Before I get started addressing the first part of your post I will have to address something else. When I first read the UB, I found it hard to believe how everybody I introduced it to found it something to dismiss. I still feel that way about it but since I've been here all these years I have learned how people's point of view doesn't allow them to accept it the way I do. I have become fully aware of this situation now and have tried hard to adjust.my approach accordingly for the last couple of years. I hoped that you all would have noticed that, but understand that it isn't something, based on how I went about it in the first few years I was here that that would be noticed. And that's something I regret a lot. How I went about it when I first got here.

Now on to responding to your post. My faith is not based on believing the Bible. My faith is based on believing what is written in the text of the UB because of how it clarifies the Bible. How it cleans it. Without having read the Urantia Book I'm pretty sure my outlook would be very similar to yours in being unable to make sense of a lot of what is written in the Bible. And I will try to explain how it has all worked for me below.

 

2 hours ago, Guyver said:

For example.  Jesus said that people like you who believe in him completely will be able to do the same things he did.  Can you heal a sick or dying child?  Can you restore sight to the blind?  Can you turn water into wine?  Can you raise the dead?  Jesus could and he said you could do it too.  So, why can’t you or anyone else in the whole world act like Jesus, if he’s real and the Bible is true?

 

My interpretation of what the UB says does not mean that just because I or anyone believes in Jesus completely, a person will be able to do the things that he did. It says the reason why is because when Jesus appeared on the scene, it was an extraordinary situation. He was the creator incarnate every bit a human being like all of us are, but in addition with all of his creative powers which ordinary humans will never have. So it was under those circumstances that his compassion for his children that many of those miracles occurred. Some of those circumstances are explained in a way that it all makes sense. At least to me. 

The following are some of the things the UB says about things in the Bible that don't make sense.

The conception and birth of Jesus, other than the personality of the creator being the personality of the baby, was like any other person conceived and born into this world. It was not an immaculate conception. It was a natural conception the same way all babies are conceived and born.

He did not walk on water.

God did not require his death to be an atonement for the sins of all mankind.

He did raise Lazarus from the dead and he also resurrected himself from the tomb in order to show that it will be something we will all experience. 

These are just some of the things that the UB clarifies about what the Bible is mistaken about. I believe these things, that are written in the UB, because if they are fiction, it's very interesting to me how they explain so satisfactorily all those things in the Bible that don't make sense.

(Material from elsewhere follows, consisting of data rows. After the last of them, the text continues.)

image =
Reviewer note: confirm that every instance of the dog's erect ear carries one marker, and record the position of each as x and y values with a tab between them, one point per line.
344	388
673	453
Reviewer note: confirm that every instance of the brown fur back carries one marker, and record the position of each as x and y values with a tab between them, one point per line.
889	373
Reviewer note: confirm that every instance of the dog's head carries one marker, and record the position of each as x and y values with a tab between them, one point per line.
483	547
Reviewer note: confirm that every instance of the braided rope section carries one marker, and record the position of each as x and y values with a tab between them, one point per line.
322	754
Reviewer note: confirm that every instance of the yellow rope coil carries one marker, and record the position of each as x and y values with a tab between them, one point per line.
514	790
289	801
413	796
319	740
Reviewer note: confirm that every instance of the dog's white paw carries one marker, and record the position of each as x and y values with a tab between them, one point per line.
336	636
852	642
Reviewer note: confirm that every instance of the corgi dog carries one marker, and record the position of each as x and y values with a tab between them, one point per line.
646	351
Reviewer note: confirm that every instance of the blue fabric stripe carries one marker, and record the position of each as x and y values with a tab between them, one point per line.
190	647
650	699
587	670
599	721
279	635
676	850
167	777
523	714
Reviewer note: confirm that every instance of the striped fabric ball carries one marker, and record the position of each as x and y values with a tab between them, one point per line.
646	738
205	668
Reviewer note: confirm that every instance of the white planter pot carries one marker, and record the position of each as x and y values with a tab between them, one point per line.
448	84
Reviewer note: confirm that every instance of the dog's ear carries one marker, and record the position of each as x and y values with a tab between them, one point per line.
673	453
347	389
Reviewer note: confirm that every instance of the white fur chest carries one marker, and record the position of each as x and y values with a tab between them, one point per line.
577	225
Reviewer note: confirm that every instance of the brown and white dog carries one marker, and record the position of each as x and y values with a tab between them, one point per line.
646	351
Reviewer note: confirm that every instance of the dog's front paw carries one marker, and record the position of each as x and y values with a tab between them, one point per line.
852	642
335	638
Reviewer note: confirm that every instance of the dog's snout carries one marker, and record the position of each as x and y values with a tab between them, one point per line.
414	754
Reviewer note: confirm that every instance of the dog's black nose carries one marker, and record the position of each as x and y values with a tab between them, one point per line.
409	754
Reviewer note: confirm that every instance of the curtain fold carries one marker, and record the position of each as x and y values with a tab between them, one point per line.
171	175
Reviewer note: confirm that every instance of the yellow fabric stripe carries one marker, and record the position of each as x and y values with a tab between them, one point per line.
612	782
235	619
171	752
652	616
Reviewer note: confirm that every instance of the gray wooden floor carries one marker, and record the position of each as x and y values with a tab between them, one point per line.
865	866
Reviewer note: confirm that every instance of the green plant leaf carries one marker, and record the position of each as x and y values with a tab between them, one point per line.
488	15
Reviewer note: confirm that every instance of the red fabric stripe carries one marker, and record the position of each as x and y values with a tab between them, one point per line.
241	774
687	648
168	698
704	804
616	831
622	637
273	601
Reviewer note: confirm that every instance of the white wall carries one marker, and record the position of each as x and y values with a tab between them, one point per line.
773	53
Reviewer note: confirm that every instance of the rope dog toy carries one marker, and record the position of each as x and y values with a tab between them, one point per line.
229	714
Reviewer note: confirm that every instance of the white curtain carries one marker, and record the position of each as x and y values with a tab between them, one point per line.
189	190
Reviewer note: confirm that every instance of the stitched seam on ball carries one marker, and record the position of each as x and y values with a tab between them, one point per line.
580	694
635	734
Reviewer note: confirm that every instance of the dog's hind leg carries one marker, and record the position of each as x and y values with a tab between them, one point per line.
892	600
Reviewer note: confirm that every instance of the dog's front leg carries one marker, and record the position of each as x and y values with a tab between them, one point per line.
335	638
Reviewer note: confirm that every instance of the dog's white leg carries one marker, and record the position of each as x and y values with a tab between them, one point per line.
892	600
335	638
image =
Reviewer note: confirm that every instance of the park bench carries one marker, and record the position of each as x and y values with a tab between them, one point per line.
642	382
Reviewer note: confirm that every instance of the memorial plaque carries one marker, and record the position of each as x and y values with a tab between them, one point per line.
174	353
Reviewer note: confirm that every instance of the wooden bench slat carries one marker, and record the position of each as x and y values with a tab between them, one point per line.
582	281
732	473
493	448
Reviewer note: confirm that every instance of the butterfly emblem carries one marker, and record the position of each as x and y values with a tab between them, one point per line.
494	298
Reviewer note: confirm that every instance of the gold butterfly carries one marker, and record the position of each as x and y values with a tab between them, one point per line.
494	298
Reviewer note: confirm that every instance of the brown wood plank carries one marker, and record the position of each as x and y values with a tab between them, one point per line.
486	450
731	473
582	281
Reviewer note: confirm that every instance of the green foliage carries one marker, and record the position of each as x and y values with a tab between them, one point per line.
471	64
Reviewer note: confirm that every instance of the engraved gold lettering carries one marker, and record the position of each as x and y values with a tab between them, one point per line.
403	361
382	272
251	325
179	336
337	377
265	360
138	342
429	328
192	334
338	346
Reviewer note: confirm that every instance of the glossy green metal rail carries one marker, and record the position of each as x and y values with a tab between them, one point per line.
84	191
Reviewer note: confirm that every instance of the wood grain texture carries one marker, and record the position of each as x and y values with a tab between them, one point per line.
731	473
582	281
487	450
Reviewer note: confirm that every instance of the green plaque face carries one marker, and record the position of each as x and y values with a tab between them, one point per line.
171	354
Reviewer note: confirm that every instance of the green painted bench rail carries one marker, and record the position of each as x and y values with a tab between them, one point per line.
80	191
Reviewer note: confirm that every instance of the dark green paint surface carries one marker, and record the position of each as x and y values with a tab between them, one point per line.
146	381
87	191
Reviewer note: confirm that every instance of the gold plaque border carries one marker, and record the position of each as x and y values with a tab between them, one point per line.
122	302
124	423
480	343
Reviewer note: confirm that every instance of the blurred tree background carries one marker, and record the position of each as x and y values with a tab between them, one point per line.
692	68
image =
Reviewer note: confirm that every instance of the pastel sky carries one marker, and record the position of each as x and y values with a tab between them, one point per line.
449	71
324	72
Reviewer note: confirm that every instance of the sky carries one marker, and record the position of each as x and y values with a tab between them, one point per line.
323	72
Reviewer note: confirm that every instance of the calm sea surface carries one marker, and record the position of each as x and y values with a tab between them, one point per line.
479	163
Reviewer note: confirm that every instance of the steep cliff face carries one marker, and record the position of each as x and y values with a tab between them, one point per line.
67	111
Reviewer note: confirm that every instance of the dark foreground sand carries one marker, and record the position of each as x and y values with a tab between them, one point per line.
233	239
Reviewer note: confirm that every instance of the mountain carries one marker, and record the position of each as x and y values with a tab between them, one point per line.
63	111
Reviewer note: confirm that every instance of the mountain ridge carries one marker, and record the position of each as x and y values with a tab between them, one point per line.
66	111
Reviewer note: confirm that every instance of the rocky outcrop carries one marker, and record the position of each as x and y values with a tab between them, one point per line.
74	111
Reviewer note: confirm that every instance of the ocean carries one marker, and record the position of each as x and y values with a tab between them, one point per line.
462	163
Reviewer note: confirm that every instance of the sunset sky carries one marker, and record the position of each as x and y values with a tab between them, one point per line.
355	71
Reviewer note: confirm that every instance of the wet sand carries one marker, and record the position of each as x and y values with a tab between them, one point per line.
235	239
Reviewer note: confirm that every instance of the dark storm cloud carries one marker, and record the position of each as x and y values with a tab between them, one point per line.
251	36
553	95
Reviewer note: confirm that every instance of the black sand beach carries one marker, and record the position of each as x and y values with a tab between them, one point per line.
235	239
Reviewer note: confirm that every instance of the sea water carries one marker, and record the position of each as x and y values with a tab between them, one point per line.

To me the Bible wouldn't be the Bible without it being explained the way it is in the UB. 

Many of the posters here point out all of the horrible things that's written in the Bible about God and what the Bible says he told the people to do in his name. Like kill all the men, women and children in a town it says he directed to be assaulted. What that amounts to, is that if it wasn't true then it needs to be explained why it isn't true and as far as I'm concerned, that's exactly what the UB does. At least it does for me.

But I don't expect anyone to look at the UB the way I do. I just can't help wanting to share my beliefs and thoughts about it with everyone, because of how it helped me. Yeah it might be true that I should just keep it to myself but who here keeps their beliefs to themselves? Isn't this a place to discuss what is believed? So let's discuss it.